One-Drous Chapters

Guderian: Panzer General

© and Published by:
Greenhill Books
(reproduced on MagWeb with permission)

by Kenneth Macksey



Excerpts from Chapter 1: A peculiar Fellow

On 21st May 1940 a travel-stained German general, short in stature but powerful in enthusiasm, drove into Abbeville and gazed out across the English Channel. At the end of ‘this remarkable day', as he described it, he basked momentarily in the realisation of a dream because, in and around the precincts of the town, the army corps of his creation, strong in armoured vehicles, held undisputed possession by right of conquest at the culmination of a performance which was unique in military history. With scarcely a pause the German tank force had fought its way through the intricate Ardennes, breached a fortified river-line and defeated a major portion of the enemy's best troops as it cut a swathe through France. Still quite fresh, it had taken Abbeville practically unopposed because, at the end of an advance of nearly 220 miles in eleven days, it had, by the sheer speed of its progress, left the opposing forces far behind. The Anglo-French add Belgian armies, which the Germans had so comprehensively outpaced, lay broken in their trail: the rest of the Channel ports stood virtually undefended, ripe to seizing, and those out-manoeuvred allied forces which still retained a measure of cohesion could only look on, aghast in the realisation that they were on the verge of total envelopment.

General der Panzertruppe Heinz Wilhelm Guderian had arrived at the zenith of his career. At negligible cost and by the employment of a mere three divisions, with occasional assistance from others helped spasmodically by air power, he had thrown the Anglo-French allies into chaos and accomplished in a matter of days what the entire German Army had failed to achieve at unprecedented cost in the four years of war preceding 1918. In the process this General Officer had elevated himself to the eminence of Gustavus Adolphus by creating a truly revolutionary concept and weapon in time of peace and pursuing the idea to a successful conclusion in war: the difference in authority between a monarch and a quite junior officer, however, made his achievement all the more out-standing. The force he had created was motivated by speed allied to armoured protection for the fighting men, and the panzer divisions he commanded were dominated by the tank, a weapon which had barely demonstrated its potentiality before 1918. Yet on 21st May 1940 the sheer pace of Guderian's advance, which had stricken the Anglo-French armies by its dash and discreet selection of objectives, also baffled the conventionally minded strategists and tacticians of the Great German General Staff when they watched the unbelievable unfolding before them on their maps and heard the reports flooding back by radio from the panzer spearhead.

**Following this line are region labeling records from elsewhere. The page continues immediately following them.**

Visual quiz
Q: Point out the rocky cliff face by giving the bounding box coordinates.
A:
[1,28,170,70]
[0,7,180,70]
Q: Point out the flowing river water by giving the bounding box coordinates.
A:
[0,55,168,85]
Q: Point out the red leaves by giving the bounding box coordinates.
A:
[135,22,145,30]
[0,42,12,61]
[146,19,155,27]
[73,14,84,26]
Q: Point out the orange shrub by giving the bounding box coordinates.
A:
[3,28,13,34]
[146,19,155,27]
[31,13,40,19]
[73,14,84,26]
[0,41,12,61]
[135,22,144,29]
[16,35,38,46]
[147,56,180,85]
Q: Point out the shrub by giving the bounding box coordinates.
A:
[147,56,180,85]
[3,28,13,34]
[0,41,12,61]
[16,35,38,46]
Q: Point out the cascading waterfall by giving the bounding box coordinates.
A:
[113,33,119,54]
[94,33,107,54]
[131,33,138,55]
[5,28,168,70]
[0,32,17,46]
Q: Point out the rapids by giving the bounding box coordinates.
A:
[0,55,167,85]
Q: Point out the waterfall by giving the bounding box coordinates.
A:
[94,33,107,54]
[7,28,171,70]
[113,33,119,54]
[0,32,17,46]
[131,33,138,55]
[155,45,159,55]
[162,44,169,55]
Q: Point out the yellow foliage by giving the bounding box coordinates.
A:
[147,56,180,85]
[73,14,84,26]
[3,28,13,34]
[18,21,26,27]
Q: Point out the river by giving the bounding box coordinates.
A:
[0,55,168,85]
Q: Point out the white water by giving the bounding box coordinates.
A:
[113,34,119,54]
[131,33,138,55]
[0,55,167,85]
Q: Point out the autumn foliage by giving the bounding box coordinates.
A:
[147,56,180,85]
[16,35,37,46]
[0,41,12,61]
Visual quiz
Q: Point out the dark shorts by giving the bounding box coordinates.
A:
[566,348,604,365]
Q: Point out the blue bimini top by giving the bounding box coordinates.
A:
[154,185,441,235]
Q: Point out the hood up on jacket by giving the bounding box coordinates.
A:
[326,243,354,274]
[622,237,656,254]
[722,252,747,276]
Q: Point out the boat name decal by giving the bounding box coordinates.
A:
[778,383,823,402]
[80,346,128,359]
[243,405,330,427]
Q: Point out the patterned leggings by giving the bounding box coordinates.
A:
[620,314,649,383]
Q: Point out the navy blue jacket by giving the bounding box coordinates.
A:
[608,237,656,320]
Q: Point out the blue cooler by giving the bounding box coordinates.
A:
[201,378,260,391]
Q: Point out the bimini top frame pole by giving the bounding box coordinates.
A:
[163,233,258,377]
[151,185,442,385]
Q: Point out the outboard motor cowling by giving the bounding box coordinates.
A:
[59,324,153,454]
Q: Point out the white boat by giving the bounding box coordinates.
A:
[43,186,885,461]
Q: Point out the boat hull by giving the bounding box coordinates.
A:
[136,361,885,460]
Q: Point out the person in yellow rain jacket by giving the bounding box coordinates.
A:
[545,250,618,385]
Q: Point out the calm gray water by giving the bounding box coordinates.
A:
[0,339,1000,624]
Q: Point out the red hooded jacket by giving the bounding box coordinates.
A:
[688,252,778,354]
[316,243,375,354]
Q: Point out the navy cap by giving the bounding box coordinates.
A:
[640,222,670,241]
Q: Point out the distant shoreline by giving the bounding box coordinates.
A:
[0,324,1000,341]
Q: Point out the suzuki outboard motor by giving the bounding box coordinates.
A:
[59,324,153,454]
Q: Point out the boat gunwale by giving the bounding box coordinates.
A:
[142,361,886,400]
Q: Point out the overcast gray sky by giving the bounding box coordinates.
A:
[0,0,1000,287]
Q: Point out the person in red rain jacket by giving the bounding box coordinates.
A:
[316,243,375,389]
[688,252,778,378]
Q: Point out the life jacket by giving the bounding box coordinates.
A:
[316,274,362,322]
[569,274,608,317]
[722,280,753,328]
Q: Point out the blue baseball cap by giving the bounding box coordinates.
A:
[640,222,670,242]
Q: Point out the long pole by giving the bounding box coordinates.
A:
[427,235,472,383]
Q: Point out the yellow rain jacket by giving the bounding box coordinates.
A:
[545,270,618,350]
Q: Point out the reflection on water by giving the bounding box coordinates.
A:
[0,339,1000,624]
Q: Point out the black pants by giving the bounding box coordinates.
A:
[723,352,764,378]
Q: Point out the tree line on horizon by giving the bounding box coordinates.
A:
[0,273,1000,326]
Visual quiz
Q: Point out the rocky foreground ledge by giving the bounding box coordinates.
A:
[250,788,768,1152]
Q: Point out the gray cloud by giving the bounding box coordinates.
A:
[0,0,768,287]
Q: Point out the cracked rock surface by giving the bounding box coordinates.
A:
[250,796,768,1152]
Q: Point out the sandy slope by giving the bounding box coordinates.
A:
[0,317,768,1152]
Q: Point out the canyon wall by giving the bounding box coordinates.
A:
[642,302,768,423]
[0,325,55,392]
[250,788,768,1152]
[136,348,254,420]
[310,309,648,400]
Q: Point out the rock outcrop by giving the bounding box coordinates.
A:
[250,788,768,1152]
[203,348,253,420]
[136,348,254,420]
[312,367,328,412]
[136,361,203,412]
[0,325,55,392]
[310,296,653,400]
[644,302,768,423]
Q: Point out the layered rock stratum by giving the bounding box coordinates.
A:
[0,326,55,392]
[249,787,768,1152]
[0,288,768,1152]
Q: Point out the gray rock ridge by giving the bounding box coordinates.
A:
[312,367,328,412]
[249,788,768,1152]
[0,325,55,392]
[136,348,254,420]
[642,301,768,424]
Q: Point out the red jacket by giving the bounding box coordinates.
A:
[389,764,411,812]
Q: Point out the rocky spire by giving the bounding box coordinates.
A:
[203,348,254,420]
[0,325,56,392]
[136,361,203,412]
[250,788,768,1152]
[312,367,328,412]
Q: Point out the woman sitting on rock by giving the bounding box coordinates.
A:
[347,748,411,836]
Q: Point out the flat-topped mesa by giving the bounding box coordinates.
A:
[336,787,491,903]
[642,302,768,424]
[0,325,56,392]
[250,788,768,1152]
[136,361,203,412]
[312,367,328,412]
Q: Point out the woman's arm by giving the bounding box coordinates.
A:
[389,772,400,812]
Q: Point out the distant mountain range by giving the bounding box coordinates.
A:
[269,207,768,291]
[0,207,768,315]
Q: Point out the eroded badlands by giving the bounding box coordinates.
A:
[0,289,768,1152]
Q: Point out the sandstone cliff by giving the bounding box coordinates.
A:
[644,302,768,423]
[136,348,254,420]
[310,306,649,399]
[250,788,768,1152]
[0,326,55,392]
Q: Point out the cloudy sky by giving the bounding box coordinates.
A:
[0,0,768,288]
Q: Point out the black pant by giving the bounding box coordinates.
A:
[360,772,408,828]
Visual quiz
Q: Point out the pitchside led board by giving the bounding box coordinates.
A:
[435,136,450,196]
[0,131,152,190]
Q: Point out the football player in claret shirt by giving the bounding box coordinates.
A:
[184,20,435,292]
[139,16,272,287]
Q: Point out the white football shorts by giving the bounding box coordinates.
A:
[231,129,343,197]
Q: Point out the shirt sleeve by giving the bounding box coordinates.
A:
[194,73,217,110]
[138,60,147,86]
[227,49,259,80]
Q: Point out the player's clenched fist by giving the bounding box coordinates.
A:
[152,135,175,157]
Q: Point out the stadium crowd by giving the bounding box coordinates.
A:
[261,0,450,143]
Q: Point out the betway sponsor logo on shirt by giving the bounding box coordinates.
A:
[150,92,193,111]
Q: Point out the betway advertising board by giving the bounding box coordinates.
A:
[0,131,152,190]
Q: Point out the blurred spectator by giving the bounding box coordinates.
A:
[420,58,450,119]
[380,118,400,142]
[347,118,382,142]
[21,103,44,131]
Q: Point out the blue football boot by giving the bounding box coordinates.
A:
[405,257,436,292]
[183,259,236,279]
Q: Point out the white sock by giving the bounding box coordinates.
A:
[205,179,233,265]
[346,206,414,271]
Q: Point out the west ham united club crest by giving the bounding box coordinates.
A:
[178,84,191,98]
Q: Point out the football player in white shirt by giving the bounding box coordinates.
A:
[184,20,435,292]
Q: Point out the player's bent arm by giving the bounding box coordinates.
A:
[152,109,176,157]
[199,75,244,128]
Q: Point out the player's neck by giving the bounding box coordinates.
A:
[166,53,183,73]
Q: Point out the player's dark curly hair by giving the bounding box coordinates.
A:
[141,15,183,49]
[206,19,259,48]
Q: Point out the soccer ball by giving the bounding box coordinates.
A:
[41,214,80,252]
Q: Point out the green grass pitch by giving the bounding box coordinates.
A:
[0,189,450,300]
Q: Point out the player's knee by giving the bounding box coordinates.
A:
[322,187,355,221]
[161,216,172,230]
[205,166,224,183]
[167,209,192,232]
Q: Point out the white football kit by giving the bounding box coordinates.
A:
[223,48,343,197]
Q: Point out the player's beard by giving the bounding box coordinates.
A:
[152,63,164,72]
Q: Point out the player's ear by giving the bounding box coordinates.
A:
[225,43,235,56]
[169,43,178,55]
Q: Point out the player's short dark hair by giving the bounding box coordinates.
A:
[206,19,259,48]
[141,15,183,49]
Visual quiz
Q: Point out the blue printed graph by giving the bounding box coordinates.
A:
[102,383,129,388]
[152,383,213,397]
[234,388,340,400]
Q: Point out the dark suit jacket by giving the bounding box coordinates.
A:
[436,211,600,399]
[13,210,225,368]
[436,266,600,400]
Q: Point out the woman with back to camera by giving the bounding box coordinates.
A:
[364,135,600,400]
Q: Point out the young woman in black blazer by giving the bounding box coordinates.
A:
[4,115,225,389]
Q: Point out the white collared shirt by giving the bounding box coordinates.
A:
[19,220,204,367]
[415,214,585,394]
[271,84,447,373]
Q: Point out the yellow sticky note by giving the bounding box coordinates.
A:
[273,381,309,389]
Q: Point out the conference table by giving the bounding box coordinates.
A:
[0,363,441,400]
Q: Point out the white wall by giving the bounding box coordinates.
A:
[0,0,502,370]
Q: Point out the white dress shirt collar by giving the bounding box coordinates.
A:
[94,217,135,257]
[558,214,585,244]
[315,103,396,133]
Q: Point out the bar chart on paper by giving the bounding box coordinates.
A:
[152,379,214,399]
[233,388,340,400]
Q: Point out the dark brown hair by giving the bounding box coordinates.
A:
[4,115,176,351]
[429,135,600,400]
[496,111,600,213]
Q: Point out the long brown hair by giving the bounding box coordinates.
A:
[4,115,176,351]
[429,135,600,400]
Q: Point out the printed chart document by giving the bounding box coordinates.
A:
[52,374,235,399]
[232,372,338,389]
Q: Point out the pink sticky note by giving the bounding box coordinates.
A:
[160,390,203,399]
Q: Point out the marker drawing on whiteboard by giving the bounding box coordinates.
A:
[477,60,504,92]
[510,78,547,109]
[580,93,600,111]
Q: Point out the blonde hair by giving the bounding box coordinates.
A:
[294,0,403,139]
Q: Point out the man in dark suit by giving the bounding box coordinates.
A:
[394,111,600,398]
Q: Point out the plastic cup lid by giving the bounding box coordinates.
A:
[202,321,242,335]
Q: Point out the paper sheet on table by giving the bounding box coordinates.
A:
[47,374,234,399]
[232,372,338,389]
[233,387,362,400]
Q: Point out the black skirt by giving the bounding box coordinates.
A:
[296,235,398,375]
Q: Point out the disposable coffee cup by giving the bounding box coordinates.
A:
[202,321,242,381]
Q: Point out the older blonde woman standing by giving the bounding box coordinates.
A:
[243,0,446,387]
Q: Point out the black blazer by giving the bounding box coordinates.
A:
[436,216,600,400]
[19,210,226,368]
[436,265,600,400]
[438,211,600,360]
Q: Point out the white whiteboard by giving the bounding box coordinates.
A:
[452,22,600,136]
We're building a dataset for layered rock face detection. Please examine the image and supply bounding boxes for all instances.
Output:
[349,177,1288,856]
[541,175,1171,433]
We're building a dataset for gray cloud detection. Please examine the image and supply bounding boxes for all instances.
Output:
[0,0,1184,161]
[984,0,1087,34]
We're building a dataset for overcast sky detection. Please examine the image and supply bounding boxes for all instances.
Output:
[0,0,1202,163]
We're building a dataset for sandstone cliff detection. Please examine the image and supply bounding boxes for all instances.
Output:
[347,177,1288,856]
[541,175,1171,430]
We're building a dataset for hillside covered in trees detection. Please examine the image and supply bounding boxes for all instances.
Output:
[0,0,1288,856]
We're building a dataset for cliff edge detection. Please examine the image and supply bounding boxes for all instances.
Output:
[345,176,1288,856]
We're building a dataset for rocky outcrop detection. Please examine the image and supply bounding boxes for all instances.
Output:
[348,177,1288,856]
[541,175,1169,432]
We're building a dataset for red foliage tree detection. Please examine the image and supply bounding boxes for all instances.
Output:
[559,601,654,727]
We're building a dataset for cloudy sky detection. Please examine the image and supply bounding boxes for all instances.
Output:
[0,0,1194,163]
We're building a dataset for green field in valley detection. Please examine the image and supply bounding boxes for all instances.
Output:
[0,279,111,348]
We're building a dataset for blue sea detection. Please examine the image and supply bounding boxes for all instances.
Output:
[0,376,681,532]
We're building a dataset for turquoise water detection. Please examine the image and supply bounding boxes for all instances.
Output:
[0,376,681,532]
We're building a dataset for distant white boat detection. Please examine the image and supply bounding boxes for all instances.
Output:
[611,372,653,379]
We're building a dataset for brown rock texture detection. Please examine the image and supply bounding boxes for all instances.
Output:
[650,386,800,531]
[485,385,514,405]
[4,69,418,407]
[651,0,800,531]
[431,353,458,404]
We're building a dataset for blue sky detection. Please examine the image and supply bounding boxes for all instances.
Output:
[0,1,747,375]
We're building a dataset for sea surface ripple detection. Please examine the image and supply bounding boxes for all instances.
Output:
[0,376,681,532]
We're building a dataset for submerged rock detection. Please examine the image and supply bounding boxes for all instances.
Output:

Let it not be imagined that the officers of the General Staff were laggard in their search for military improvements; for generations their preoccupation had been the harnessing of the latest technology and techniques to the acquisition of swift decision in battle in pursuit of the aim of resolving political problems by means of short wars. Yet with the prospect of a short war in sight the finishing touches to the design etched by the panzer force were bedevilled by paradox. Cautious leaders restrained Guderian for fear of his becoming over-extended at a moment when one more quick advance would have completed the envelopment of the enemy. The Allies were allowed, eventually, to escape via Dunkirk. At the same time the reaction of the German hierarchy to Guderian's success was euphoric. Generaloberst Alfred Jodl, the Chef des Oberkommandos der Wehmacht (OKW) Operations Staff, recorded how the Head of State and Supreme Commander, Adolf Hitler, was '... beside himself with joy and he already foresaw victory and peace'. France, it was true, would fall, but the triumph was incomplete, For the British, encouraged by their army's escape, declined to give up the struggle: tanks could not easily cross the Channel and aircraft, unlike armies, would not bring a decision on their own. Guderian's triumph of method now acted as a spur to disaster. With the seizure of such immense gains by the application of comparatively minimal force, Hitler and the uplifted members of his entourage came to believe that nothing was beyond the power of their tank and air forces. In due course German tanks would stamp their track marks across the rest of Europe, deep into Russia and along the North African shores. But never again would they wholly bring about the destruction of an entire major nation along with its army. The lessons which Guderian had learnt by studying the tactics employed against Germany in 1918 could themselves be copied. A colossal and unexpected military imbalance which had been revealed on the battlefield in 1940 was to be corrected.